To further support our findings, we studied the effect of tPA on the exudation of radiolabeled fibrinogen from the blood into the brain parenchyma as an independent means to measure BBB permeability and its regulation by tPA and PAI-1 derived peptides. Fibrinogen was chosen because it deposits in brain tissue in neuropathological conditions as Alzheimers disease and is a well-described marked of BBB permeability(Alafuzoff et al. 1987; Chen et al. 2008; Ryu and McLarnon 2009; Sabel et al. 2003). rtPA increased the exudation of radiolabeled fibrinogen from the blood into the CNS parenchyma (Figure 2C). Permeation was inhibited by PAI-1 and the 18-aa PAI-1 derived peptide, but not by the 6-aa or scrambled peptide, concordant with the effect on extravasation of Evans blue (Figure 1B).

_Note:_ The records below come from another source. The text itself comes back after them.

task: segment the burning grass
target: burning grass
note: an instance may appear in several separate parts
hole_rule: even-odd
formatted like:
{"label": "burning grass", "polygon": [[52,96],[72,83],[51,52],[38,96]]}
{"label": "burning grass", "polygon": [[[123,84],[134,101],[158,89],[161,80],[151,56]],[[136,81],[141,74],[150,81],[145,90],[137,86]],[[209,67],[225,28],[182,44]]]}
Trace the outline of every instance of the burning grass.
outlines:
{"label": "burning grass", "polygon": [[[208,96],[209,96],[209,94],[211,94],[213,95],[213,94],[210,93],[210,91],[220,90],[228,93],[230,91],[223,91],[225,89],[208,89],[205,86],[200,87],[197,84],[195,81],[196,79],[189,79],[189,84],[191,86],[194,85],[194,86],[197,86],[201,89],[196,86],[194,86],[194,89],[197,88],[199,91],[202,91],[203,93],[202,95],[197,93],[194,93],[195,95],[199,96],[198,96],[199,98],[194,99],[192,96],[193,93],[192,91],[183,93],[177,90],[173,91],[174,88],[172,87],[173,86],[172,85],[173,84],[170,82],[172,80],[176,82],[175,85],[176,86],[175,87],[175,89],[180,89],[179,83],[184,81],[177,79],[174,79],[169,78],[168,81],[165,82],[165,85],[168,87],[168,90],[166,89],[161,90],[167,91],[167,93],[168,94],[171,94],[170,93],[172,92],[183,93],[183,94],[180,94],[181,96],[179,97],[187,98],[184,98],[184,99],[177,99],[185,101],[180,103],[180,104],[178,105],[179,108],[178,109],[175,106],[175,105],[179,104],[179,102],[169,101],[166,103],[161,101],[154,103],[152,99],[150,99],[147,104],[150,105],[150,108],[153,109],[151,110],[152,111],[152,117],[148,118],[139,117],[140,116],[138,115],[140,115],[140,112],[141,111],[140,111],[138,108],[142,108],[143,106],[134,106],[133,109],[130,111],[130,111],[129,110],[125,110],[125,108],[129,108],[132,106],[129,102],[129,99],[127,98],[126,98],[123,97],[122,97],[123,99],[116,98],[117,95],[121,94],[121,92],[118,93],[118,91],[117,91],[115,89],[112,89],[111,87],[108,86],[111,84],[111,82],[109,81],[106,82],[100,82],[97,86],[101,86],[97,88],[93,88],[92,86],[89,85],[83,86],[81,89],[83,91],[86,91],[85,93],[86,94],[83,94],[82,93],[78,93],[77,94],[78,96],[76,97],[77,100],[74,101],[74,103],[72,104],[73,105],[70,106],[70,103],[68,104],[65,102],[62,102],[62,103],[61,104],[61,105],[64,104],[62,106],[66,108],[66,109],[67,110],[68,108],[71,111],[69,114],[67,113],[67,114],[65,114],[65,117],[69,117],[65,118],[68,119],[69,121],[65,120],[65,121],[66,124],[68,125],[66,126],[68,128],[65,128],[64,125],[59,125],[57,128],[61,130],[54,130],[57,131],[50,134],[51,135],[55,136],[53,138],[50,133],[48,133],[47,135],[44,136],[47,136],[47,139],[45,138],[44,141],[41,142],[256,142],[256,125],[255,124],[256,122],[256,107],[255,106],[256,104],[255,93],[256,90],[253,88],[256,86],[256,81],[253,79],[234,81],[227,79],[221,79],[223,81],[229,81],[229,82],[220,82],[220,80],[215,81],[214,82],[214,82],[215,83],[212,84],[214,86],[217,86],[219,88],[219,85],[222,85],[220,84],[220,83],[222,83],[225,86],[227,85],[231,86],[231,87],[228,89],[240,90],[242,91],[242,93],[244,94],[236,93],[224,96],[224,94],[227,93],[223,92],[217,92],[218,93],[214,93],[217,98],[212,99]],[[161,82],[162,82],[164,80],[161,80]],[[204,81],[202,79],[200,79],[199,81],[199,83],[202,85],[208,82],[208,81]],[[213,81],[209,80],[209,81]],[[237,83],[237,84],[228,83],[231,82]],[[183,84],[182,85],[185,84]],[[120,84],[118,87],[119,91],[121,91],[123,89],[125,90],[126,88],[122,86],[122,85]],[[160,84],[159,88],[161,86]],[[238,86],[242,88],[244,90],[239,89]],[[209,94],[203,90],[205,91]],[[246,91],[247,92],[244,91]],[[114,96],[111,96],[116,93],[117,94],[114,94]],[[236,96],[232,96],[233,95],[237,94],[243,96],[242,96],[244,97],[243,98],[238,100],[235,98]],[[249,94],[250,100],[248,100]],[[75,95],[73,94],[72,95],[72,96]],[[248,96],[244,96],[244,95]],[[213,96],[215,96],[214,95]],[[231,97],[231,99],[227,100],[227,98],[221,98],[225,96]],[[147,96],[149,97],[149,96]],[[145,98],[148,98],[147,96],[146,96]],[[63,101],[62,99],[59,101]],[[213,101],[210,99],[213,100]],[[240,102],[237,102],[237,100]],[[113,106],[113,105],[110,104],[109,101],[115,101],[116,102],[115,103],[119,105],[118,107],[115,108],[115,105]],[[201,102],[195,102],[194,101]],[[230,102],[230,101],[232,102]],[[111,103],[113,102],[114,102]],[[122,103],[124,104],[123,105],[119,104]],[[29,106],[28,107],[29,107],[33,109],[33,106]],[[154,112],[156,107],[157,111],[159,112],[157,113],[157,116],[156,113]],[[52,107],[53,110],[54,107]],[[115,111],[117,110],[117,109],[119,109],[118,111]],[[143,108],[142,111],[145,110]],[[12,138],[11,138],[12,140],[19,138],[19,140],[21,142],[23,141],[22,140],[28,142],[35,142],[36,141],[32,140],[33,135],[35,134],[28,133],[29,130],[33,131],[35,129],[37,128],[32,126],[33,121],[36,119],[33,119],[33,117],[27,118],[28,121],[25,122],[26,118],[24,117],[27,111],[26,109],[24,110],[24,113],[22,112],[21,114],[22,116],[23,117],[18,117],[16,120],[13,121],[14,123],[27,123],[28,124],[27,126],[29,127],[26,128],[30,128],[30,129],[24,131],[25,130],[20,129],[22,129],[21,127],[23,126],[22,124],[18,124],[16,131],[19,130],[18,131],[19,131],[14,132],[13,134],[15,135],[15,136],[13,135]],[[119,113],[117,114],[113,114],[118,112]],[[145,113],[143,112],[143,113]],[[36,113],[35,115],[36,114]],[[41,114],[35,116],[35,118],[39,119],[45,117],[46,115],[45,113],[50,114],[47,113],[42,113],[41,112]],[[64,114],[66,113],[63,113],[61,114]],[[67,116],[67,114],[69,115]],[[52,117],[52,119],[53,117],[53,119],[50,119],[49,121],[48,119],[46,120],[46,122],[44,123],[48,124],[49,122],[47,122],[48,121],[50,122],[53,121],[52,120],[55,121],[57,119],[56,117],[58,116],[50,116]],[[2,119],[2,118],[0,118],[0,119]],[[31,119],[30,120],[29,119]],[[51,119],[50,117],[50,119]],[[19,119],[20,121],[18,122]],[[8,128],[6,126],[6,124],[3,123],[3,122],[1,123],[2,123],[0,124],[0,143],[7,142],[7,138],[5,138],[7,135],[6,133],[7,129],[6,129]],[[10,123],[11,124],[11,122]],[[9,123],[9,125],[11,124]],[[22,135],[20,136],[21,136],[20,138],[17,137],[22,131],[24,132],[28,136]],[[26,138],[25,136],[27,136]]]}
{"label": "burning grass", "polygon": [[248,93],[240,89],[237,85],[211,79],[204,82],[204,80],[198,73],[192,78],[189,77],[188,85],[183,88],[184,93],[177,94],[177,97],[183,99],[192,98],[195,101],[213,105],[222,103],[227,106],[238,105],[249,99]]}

Interaction of extended PAI-1 derived peptides with rtPA

To begin to understand the basis of the differences in binding of the various PAI-1 derived peptides to rtPA, we constructed a model of the enzyme by homology modeling and studied molecular interactions with the PAI-1 derived peptides via simulated docking experiments. The potential interactions between the three PAI-1 derived peptides with the tPA molecule are shown in Figure 3. Each peptide preferentially interacts with tPA in its linear form at the previously identified PAI-1 docking site close to the active site of the molecule.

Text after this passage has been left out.